The decision among Alex, Andre and myself was spontaneous because the weather forecast wasn’t 100% promising. Alex and I agreed to hit Serratus Mtn. as soon as a 1-day window formed after our previous weekend’s multi-day trip in Whistler area. The forecast improved a little bit towards Sunday afternoon. I gave it 70% but we booked the flights anyway, which we were glad to be available at such last minute. We both emailed a bunch of friends but only Andre was on board, and the next morning we met in Squamish Airport at 6 am. The pilot told us at the last minute that a local legend would fly with us. This certainly made my day because I wasn’t expecting to share a trip with someone that I had only been admiring on Facebook. The weather was overcast when we drove northwards into Squamish but the clouds were clearing and the pilot said the flight to Jim Haberl Hut would have no problem.

North Face of Serratus Mountain from Jim Haberl Hut. GPX DL
A while later we were dropped at the hut. Alex and Andre decided to ski instead of snowshoe but I only had one choice. To access the north face we had to lose over 100 m elevation so I went ahead plodding on snowshoes. Alex and Andre caught up and past me in no time and we regrouped at the bottom of the face. It appeared that the whole lower face had slid in the last several days. This meant our climbing would be safer, but the size of those debris was humbling. There would be no chance of survival if getting caught in that. After a bit of post-holing we hit the harder surface and over 100 vertical meters of continuous, 40-degree front-pointing that made us glad to have an ice tool. The transition onto the bench had a section of steep (45+ degrees) and soft snow, but once onto the upper bench the condition improved again and the grade eased off to around 35 degrees.
We took turn breaking trail in the breakable crust but in short time the grade picked up to around 45 degrees again. The summit wasn’t far away but the exposure picked up and we also needed to be cautious about the cornices dangling on the left side, that we couldn’t tell where the boundaries were. Once the steeps were eventually over we traversed the easy summit ridge to the highest point, with fabulous views towards all directions. We texted a bunch of friends who missed out this trip for whatever reasons with pictures of Mt. Tantalus and The Rest Tusk and Alpha Mountain.
Because of the rapid warming-up we didn’t have a ton of time to kill up there. I started the down-climb but soon Alex and Andre caught up and passed me on their skis. They managed to actually ski the slid zone as well as the avalanche debris lower down on the face too. For me the down-climbing above slid zone was sketchy on some soft and rotten snow. The slid zone had softened a bit since an hour ago, but still required mostly front-pointing facing into the slope. The walking out on those avalanche debris wasn’t so fun neither but at least it wasn’t a long one. At the gear transition the others decided to ski for a run down Serratus Glacier. I had nothing else to do so just followed them plunging down on snowshoes, and then slogged all the way back to Jim Haberl Hut.
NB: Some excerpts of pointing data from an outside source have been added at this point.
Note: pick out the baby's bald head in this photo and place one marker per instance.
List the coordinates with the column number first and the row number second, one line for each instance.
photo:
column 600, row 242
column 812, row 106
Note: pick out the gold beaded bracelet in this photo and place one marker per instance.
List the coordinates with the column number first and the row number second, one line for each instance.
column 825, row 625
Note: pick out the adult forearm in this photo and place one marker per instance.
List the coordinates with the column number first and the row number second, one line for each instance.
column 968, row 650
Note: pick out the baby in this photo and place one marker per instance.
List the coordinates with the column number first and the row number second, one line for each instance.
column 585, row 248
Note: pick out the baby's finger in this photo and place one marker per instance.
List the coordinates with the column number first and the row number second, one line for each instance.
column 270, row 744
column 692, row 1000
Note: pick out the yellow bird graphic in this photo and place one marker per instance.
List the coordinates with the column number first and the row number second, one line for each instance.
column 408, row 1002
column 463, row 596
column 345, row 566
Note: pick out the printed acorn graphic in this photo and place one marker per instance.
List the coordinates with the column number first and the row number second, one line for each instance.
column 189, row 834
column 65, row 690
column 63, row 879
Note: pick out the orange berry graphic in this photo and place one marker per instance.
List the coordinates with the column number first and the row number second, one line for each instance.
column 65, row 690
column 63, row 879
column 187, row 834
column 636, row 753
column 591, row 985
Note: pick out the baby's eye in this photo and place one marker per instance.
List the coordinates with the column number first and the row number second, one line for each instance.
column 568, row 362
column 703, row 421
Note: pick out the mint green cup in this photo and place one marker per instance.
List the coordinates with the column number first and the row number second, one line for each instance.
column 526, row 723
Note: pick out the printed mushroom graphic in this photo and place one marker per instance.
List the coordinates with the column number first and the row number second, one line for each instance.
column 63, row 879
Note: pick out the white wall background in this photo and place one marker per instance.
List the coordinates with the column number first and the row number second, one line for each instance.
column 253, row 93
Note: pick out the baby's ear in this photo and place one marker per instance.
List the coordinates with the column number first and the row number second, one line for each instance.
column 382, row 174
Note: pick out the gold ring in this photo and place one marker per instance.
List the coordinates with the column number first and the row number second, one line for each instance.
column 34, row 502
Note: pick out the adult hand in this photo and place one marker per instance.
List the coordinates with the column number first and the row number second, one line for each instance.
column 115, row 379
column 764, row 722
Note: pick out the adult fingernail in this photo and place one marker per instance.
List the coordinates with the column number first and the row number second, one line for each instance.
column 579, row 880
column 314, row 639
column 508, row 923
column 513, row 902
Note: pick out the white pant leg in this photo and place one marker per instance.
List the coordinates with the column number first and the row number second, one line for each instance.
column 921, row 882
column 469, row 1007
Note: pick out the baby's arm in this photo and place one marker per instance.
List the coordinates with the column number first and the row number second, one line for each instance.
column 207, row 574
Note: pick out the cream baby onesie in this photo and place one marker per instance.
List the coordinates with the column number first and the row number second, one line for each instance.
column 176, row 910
At the hut I borrowed Andre’s boots and skis for a short run to try out the G3 bindings and the lightweight skis and then Alex and Andre did another run down Serratus Glacier while I stayed at the hut with the local legend. I got some pretty useful beta and updates. Another hour later, at 11:30 am the helicopter came and picked us up. Ten minutes later we were back to Squamish, and two hours later I was back home. I had about 40 minutes to take a shower and cook a meal before the exhausting afternoon/evening work routine. I had to work from 2:30 pm to 9:30 pm. I ended up using my dinner time to take a much-needed nap. The trade off between tiredness and hunger helped a bit but nonetheless, this was another uber-productive, but exhausting-as-fuck day as always.